Ayant sympathisé avec le californien grand amateur de vins nous prenons pour nous deux une bouteille de Vega Sicilia Unico 1960. Nous avons bien fait car cela nous donnera l’occasion de voir la plus étrange des méthodes pour ouvrir une bouteille de vin. Le sommelier arrive avec un petit réchaud à gaz avec un support qui garde verticale une immense tenaille terminée pas des mâchoires en demi-cercle. La tenaille reste sur le feu pendant cinq bonnes minutes. Puis le sommelier prend la tenaille toujours verticale et enserre le goulot de la bouteille pendant trois minutes. Il enlève la tenaille et il suffit d’asperger d’eau fraîche pour que le goulot se sectionne sur une coupure très nette. Il badigeonne avec un pinceau pour enlever un éventuel copeau de verre et la bouteille sectionnée en bas du goulot peut être servie. C’est très étrange, mais ça marche. Le vin de 1960 est d’un beau rouge sang à peine moins dense que le 1998 plus noir d’encre. Le nez est puissant et l’alcool est sensible. En bouche, le vin est glorieux, complexe et puissant, ce qui va bien avec une magnifique pièce de bœuf particulièrement goûteuse. J’avais proposé aux amis chinois de Jean qu’ils se partagent un grand verre de notre 1960, mais à ma grande surprise ils ont décliné cette offre.

Je me suis fait la réflexion suivante en goûtant ces deux vins si dissemblables. Selon que l’on aime un vin dans sa jeunesse, on préférera le 1998. Si on aime les vins qui ont perdu du fruit mais offrent une complexité valorisante par son épanouissement, on ira vers le 1960. Tout me pousse naturellement vers le 1960. Mais je dois dire que ce 1998 est très tentant.

J’ai beaucoup discuté avec Lourdès, la fille du propriétaire des lieux et de la cave, qui rêverait que nous fassions des échanges entre nos trésors. Nous avons très bien mangé dans ce restaurant qui mérite le voyage, rien que pour boire des merveilles de leur cave. A suivre !

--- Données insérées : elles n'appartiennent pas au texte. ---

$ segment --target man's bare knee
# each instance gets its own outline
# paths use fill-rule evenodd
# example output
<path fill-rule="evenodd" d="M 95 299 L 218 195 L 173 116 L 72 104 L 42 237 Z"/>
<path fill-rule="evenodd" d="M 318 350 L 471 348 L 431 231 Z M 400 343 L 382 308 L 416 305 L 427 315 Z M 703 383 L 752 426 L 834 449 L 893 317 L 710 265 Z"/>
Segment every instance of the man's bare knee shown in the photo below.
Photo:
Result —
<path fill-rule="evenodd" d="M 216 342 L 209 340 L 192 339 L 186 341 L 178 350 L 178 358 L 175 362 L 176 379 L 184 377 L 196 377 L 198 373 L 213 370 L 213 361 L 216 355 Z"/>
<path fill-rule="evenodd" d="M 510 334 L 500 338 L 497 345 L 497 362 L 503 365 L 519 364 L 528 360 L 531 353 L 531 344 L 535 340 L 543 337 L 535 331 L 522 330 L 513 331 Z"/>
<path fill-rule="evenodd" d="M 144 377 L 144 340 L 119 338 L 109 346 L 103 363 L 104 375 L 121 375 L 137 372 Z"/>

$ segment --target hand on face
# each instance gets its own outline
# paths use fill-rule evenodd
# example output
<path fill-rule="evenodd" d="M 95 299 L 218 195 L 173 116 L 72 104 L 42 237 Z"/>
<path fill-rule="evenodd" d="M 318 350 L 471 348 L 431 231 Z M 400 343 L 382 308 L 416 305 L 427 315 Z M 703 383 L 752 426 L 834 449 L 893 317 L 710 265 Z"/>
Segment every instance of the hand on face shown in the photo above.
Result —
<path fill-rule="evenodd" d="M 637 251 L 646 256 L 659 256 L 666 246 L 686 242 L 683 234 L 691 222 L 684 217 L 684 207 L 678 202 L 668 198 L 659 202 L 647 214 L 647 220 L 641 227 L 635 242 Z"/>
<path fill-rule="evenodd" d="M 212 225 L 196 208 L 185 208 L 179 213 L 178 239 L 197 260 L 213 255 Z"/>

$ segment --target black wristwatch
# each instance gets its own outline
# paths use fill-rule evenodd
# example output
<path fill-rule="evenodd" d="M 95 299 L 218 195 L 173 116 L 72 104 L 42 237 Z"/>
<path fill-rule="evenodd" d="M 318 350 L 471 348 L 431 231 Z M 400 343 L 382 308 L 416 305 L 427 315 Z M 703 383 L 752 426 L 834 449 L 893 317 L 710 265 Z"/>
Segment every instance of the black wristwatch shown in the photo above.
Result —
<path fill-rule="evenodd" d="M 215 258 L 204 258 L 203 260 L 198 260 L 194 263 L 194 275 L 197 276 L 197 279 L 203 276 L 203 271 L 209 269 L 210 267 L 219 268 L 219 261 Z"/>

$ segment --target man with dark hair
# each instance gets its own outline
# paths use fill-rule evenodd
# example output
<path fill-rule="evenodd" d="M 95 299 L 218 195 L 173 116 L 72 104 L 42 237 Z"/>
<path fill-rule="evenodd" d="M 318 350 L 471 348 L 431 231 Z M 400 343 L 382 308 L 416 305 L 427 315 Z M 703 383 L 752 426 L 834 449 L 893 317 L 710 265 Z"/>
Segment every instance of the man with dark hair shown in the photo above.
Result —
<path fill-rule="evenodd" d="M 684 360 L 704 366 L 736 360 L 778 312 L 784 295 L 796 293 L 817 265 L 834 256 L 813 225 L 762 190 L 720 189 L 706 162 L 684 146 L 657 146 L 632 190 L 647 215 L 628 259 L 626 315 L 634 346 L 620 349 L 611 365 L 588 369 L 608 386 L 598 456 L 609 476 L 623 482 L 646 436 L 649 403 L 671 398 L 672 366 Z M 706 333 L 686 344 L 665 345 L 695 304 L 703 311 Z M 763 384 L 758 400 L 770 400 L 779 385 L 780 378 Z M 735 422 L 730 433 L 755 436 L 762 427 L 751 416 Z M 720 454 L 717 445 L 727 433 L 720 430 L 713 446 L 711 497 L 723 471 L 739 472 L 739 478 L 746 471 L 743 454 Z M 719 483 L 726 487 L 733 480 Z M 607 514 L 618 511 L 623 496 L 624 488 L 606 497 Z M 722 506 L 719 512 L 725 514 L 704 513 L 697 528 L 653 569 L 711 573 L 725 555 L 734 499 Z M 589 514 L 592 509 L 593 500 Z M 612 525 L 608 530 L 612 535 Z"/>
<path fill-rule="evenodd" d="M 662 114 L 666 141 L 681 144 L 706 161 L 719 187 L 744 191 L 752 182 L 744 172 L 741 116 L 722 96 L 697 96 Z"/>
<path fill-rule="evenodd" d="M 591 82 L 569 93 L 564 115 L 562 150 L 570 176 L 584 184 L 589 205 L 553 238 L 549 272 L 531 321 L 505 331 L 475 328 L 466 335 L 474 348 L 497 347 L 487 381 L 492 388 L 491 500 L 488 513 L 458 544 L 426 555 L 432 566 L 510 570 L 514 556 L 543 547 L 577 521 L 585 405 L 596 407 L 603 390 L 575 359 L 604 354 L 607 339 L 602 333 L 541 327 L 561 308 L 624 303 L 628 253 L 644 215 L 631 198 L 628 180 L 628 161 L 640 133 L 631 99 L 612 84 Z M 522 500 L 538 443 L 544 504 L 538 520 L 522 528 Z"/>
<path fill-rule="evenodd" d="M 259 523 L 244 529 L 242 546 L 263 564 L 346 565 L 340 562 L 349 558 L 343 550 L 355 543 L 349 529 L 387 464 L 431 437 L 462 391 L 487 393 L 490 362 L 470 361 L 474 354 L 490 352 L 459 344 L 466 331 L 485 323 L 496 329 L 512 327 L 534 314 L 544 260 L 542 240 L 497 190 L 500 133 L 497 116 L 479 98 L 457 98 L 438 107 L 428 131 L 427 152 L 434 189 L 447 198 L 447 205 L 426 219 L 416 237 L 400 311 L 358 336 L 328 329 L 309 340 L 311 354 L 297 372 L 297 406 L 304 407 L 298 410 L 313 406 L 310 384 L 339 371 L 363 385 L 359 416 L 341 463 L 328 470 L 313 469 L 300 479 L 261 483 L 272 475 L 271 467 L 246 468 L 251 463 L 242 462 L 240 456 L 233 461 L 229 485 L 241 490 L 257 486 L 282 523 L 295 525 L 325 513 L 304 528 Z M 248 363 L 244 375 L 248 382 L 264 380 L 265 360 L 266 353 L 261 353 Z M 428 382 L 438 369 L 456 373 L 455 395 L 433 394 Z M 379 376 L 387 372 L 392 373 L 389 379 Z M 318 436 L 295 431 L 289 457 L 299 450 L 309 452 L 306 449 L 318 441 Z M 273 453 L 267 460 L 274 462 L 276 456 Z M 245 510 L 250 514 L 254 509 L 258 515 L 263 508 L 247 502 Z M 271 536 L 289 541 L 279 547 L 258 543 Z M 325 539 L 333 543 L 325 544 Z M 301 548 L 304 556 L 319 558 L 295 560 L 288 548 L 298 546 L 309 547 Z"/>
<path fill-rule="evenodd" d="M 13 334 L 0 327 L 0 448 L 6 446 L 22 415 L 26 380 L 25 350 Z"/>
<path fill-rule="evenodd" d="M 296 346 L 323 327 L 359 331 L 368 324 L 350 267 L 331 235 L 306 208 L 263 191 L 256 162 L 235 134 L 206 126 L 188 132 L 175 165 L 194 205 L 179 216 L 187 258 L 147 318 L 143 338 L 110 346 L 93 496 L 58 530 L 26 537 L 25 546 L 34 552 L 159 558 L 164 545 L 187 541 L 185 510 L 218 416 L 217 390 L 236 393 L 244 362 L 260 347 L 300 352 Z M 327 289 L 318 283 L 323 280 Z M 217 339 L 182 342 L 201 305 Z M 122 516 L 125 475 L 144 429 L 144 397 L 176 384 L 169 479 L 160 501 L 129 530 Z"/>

2 – dîner au restaurant Arzuaga

Nous roulons sur 400 kilomètres pour arriver à l’hôtel Fuente de la Acena à Quintinilla de Onésimo, l’un des hôtels les plus proches de Vega Sicilia que nous allons visiter demain. Les chambres sont assez modernes et froides. Avant de partir dîner puisque l’hôtel ne sert pas le dimanche soir, nous commençons par boire un champagne Bollinger sans année puis un champagne Moët & Chandon sans année, agréables à boire à ce moment de la journée. Ce sont des champagnes de soif. Nous nous rendons au restaurant Arzuaga, du même nom qu’une propriété viticole de la Ribera del Duero qui entoure le restaurant et un hôtel attenant. Pour être sûr que leur vin ne soit pas en compétition, la carte des vins n’a que celui-là : le Arzuaga. Les choix sont faciles ! Les amis de Jean ont apprécié plus que moi la cuisine très campagnarde de ce restaurant qui effectivement a proposé de belles cuissons. Un des amis m’a dit : "pour qu’un asiatique félicite des gambas, il faut vraiment qu’elles soient bonnes". Ils ont aussi apprécié les vins que je n’ai pas du tout trouvés à mon goût.

Le Arzuaga Fan D. Oro blanc 2008 donne la quasi certitude d’une mauvaise digestion, tant il semble monter à la tête, et le Reserva Especial Arzuaga Ribera del Duero rouge 2004 est résolument moderne, puissant, avec un fruit noir excessif et une amertume qui signe un vin de qualité approximative. Les gambas sont superbes, la viande, de l’échine, est délicieusement sauvage. Tout le monde semblait heureux, ce qui est le principal.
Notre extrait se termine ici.